Beauty vs Beast: Blue Beauty On Velvet Beast

Jason from MNPP here wishing everyone a blue blue Blue Monday. When I tell you that it feels as if I've been having an awfully Lynchian series of months, I'm sure your first reaction is to 1) shudder and 2) to call the police on my behalf. But this is not a cry for help, don't worry - I haven't turned into a door-knob or anything.  It's just been a random confluence of events - I saw David Lynch speak at BAM a few months ago; then I read Lynch on Lynch (a terrific book of interviews with the director); then there was the news about the Twin Peaks revival; then I met Laura Dern at a party and told her she needs to get herself into the Twin Peaks revivial; then I went to Philadelphia and saw an exhibit of his paintings. It's been Lynch up the wazoo, basically.

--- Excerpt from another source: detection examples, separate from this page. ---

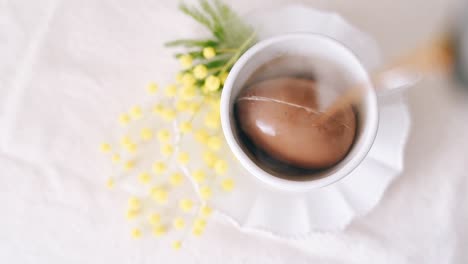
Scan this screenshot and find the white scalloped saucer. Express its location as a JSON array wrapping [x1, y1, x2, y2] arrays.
[[208, 6, 410, 237]]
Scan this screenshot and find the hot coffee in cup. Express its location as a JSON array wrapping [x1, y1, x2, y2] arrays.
[[221, 34, 378, 190]]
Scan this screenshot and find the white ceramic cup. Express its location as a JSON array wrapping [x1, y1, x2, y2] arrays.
[[221, 33, 378, 191]]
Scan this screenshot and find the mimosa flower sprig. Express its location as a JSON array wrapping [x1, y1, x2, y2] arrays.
[[100, 0, 255, 252], [166, 0, 256, 94]]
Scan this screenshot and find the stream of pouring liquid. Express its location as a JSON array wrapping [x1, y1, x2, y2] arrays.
[[317, 37, 454, 124]]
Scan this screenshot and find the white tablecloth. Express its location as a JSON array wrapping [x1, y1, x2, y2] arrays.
[[0, 0, 468, 264]]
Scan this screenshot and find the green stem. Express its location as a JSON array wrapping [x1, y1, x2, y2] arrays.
[[221, 32, 255, 73]]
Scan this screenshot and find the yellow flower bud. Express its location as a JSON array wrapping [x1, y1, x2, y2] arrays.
[[176, 72, 184, 83], [193, 218, 206, 228], [153, 161, 166, 174], [172, 217, 185, 229], [146, 82, 158, 94], [153, 104, 165, 115], [162, 108, 177, 121], [203, 47, 216, 59], [219, 72, 229, 84], [195, 129, 210, 143], [158, 129, 171, 142], [106, 178, 115, 189], [125, 143, 138, 153], [180, 85, 197, 100], [161, 144, 174, 156], [172, 240, 182, 250], [125, 209, 140, 220], [192, 169, 206, 183], [119, 114, 130, 125], [164, 85, 177, 97], [150, 187, 169, 203], [179, 121, 192, 133], [140, 127, 153, 140], [192, 227, 204, 236], [214, 159, 228, 175], [193, 64, 208, 80], [201, 205, 213, 217], [207, 136, 223, 151], [123, 160, 135, 171], [179, 199, 193, 212], [205, 75, 221, 92], [130, 106, 143, 119], [169, 172, 184, 186], [177, 152, 190, 165], [200, 186, 213, 200], [221, 179, 234, 192], [111, 154, 120, 163], [179, 54, 193, 69], [188, 102, 200, 114], [153, 225, 167, 237], [138, 172, 151, 184], [182, 72, 197, 86], [149, 213, 161, 225], [128, 196, 141, 210], [130, 228, 141, 239], [203, 151, 217, 168], [176, 100, 189, 112]]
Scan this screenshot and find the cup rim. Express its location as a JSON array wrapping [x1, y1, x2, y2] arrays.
[[220, 33, 379, 192]]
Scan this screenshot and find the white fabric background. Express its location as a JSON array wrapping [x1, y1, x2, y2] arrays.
[[0, 0, 468, 264]]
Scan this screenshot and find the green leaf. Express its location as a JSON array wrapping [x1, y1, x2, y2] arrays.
[[164, 39, 218, 48]]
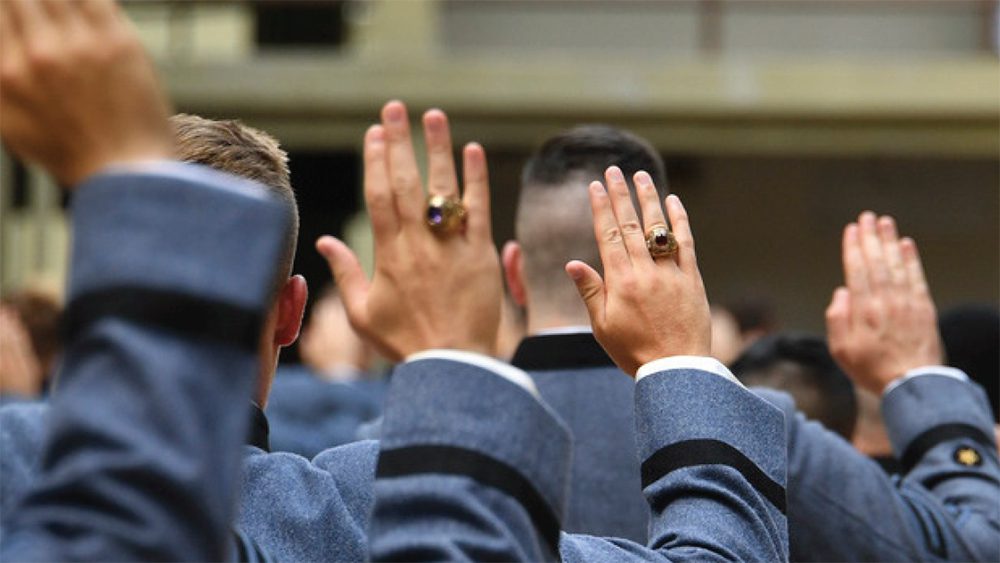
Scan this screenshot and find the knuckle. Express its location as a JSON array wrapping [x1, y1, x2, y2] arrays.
[[601, 227, 622, 242], [621, 220, 642, 235], [392, 174, 417, 191], [26, 45, 59, 73]]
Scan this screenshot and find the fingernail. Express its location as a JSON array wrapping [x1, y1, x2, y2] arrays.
[[385, 102, 406, 123]]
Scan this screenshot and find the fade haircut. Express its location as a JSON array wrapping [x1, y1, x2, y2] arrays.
[[732, 333, 858, 441], [170, 113, 299, 276], [515, 125, 667, 311]]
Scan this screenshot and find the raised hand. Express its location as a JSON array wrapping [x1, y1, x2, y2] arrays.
[[0, 0, 171, 187], [826, 211, 943, 395], [0, 305, 45, 397], [566, 166, 712, 376], [316, 101, 502, 360]]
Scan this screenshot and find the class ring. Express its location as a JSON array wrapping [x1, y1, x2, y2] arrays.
[[646, 224, 677, 259], [427, 195, 466, 235]]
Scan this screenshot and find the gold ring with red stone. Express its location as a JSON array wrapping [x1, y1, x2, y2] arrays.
[[646, 224, 677, 258]]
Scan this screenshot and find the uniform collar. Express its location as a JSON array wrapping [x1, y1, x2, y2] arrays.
[[247, 403, 271, 452], [510, 332, 615, 371]]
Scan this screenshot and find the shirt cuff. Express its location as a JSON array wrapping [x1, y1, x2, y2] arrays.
[[635, 356, 743, 387], [405, 349, 541, 399], [882, 366, 969, 397]]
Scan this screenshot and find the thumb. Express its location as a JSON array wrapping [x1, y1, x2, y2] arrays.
[[566, 260, 604, 326], [826, 287, 851, 357], [316, 236, 369, 330]]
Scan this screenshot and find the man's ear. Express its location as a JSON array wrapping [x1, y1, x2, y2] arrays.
[[501, 240, 528, 307], [274, 275, 309, 346]]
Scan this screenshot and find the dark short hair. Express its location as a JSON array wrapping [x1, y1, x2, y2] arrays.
[[732, 333, 858, 440], [515, 125, 667, 309], [521, 124, 667, 190]]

And since tomorrow is Mr. Lynch's 69th birthday it seems a heck of a good time to give him the "Beauty vs Beast" treatment. I mean, what other director works in such extremes of dreamy beauties and nightmare beasts after all? Laura Palmer and the BOB at the end of her bed, for instance. And when the beauty & beast meet, watch out - you could argue that Laura Dern's become the perfect muse for him since she can so effortlessly stretch her sunny beauty out out out way too far for comfort. Those examples aside, it was pretty clear where we needed to mine this week's competition from...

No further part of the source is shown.